Earlier this week I had the fortune to participate in a terrific discussion about decentralized technologies and how government regulators might adapt to them. Our panel attempted to answer: Can Regulators Handle the Mastodons of the World? Check it out. I will share my own summary of panel in the coming days. On to today’s content…
A few weeks ago, Americans For Prosperity Foundation signed on to an amicus brief in the Supreme Court case Gonzalez v. Google. The brief, written by the Center for Growth and Opportunity, focuses on two main arguments. First, the text of Section 230 clearly protects services that “pick” and “choose,” “organize” and “reorganize,” and “forward” content of others from being liable for that content. Second, Section 230 enables a robust marketplace of ideas, including for conservatives. You can read more about the brief and the case here.
What does this have to do with emergent order? I could take this many directions, but I want to focus on the textualist methodology employed in CGO’s first argument and its relationship to emergent order.

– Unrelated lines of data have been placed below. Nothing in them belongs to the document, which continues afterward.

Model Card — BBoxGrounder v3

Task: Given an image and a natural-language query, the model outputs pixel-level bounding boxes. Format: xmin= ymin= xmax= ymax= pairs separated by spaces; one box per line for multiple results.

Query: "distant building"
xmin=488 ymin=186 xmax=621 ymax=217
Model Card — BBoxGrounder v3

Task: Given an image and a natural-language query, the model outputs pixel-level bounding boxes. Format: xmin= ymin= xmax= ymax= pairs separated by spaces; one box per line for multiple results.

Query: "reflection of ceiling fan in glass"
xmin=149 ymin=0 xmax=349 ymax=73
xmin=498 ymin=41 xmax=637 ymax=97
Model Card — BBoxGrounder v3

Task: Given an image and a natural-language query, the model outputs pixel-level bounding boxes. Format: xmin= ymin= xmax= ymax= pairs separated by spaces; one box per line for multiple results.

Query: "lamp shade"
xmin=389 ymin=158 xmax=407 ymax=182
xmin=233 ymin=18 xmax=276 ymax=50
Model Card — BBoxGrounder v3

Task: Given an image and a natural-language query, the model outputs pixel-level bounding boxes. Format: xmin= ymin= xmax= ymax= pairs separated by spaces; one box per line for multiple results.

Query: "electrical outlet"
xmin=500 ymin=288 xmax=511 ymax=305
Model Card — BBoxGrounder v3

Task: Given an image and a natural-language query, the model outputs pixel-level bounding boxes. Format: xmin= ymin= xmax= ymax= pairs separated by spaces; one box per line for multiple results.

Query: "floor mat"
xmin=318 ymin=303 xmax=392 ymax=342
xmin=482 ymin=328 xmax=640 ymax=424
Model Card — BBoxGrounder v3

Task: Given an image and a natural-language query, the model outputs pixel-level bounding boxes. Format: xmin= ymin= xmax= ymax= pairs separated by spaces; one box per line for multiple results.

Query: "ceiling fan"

Arizona Supreme Court Justice Clint Bolick describes the legal practice of textualism thus:
A textualist endeavors to give effect to the words of the Constitution and statutes. If the meaning of the words is clear, the judge goes no further. If they are ambiguous, the judge attempts to discern their meaning using well developed rules of construction.
Textualism isn’t the only legal interpretive method. Another commonly considered method is “original intent” or “originalism”, which seeks to understand Congress’s intent in passing the statute, as reflected in the congressional record or other non-statutory documents. Originalists might try to execute that intent even when Congress “messed up” and the plain meaning of the text is different than what Congress intended. Other methods of statutory interpretation include Living Constitutionalism (interpreting the Constitution and other legal texts in light of the evolving norms and values of society); Intentionalism (seeking to discern the intent of the lawmakers who drafted a statute or legal text); Contextualism (considering the context in which a statute was written and the purpose it was intended to serve); and Pragmatism (interpreting the law in a way that promotes practical solutions to legal problems).
Textualism is a - perhaps the - dominant paradigm for interpreting legal text. Justice Elena Kagan famously stated, in honor of Justice Antonin Scalia, that “We’re all textualists now.”
Yet textualism isn’t a very useful way to interpret many kinds of written material. Poems, for example, or comedy. Most types of fiction have non-literal meanings, and those meanings are important and “valid.” In those types of writing, subtext and context are often as important as text. Frequently, a good reading of such text relies on what the reader is bringing to it and how they individually understand it.
But in law, the function of textual interpretation isn’t creative expression or drama or revealing something about the reader. For those who seek a rule of law, where all persons stand equal before the law, rather than some standing above it, the goal of written law is to convey a clear and consistent message to all who would read it.
As anyone who has drafted (or read!) a contract knows, it is very difficult to write something that can only be interpreted in one single way. No, let me rephrase: writing words that everyone will interpret to mean the same thing, across long spans of time, is impossible. Language itself is an emergent system. Meaning emerges from the collective effect of billions of individual interactions with words and other symbols. Yes, language communicates meaning between minds - but this function is not deterministic.
Although it is impossible to perfectly communicate ideas in language, it is also obvious that it can be done better and it can be done worse.
If we take a systems view of the law, we should want feedback loops that incentivize authors of legislation to be as precise and clear as possible in conveying their intended meaning.
Textualism is a feedback mechanism that improves the law over time. First, it enhances the feedback loop, incentivizing drafters to do their very best to say what they mean. Second, it also reinforces the specialization of labor and balance of powers established by the Constitution.
Courts could “correct” perceived mistakes by Congress by reinterpreting the text via a gloss from the congressional record or reinventing the statute in light of public commentary or even their own judgement. But if courts do so, this would undermine the proper roles of both the judiciary and the legislature. It would make the judiciary more like a legislature. Most importantly, it would protect Congress from the feedback that would otherwise spur them to draft legislation with more precision.
But when courts adopt a textualist approach, they incentivize congress to draft more precise legislation, and therefore to better communicate the meaning of the law to those individuals subject to it. And that promotes the rule of law.